In deze zaak heeft de Rechtbank Limburg op 8 juli 2014 uitspraak gedaan over een verzoekschrift van een verzoeker die schadevergoeding eiste van de Staat wegens onterecht in verzekering en voorlopige hechtenis doorgebrachte tijd. De verzoeker, woonachtig te Sittard, had een schadevergoeding van in totaal € 8.555,00 aangevraagd voor immateriële schade, gederfde inkomsten en kosten voor het indienen van het verzoekschrift. De rechtbank heeft het verzoek op 3 februari 2014 ontvangen en na behandeling op 29 april 2014 een gedeeltelijke vergoeding toegekend van € 8.555,00 voor immateriële schade, maar de overige verzoeken zijn doorverwezen naar de meervoudige raadkamer.
Tijdens de behandeling in de meervoudige raadkamer op 24 juni 2014 is de officier van justitie gehoord, evenals de raadsman van de verzoeker. De rechtbank heeft vastgesteld dat de verzoeker in totaal 15 weken in voorarrest heeft doorgebracht en dat de normbedragen voor schadevergoeding volgens artikel 89 van het Wetboek van Strafvordering in beginsel alleen immateriële schade dekken. De rechtbank heeft echter besloten dat goed onderbouwde gederfde inkomsten ook voor vergoeding in aanmerking komen, naast de forfaitaire bedragen.
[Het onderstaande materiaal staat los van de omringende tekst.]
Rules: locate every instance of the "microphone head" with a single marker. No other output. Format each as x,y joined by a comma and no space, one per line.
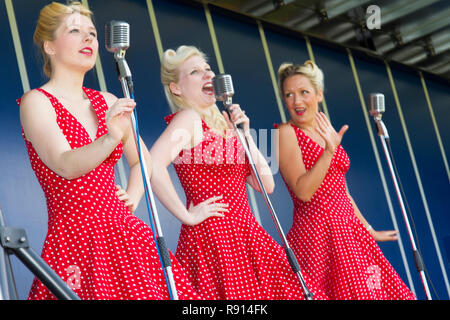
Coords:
223,87
117,36
376,103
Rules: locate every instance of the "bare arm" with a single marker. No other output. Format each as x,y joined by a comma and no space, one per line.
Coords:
179,135
302,182
305,183
261,165
38,120
389,235
135,186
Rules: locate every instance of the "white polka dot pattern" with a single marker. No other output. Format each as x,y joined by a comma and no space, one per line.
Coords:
94,243
231,257
331,243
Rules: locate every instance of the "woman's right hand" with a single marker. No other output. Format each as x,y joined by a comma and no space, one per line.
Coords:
327,132
206,209
118,116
De rechtbank heeft de gederfde inkomsten van de verzoeker berekend op € 3.920,00, na inachtneming van besparingen op levensonderhoud tijdens de detentie. De schadevergoeding voor de ontruiming van de loods is afgewezen, omdat deze niet als rechtstreekse schade van het voorarrest kan worden aangemerkt. Daarnaast is een vergoeding van € 540,00 voor de kosten van de raadsman toegekend. De rechtbank heeft de beschikking uitgesproken in openbare raadkamer en de tenuitvoerlegging van de beschikking bevolen.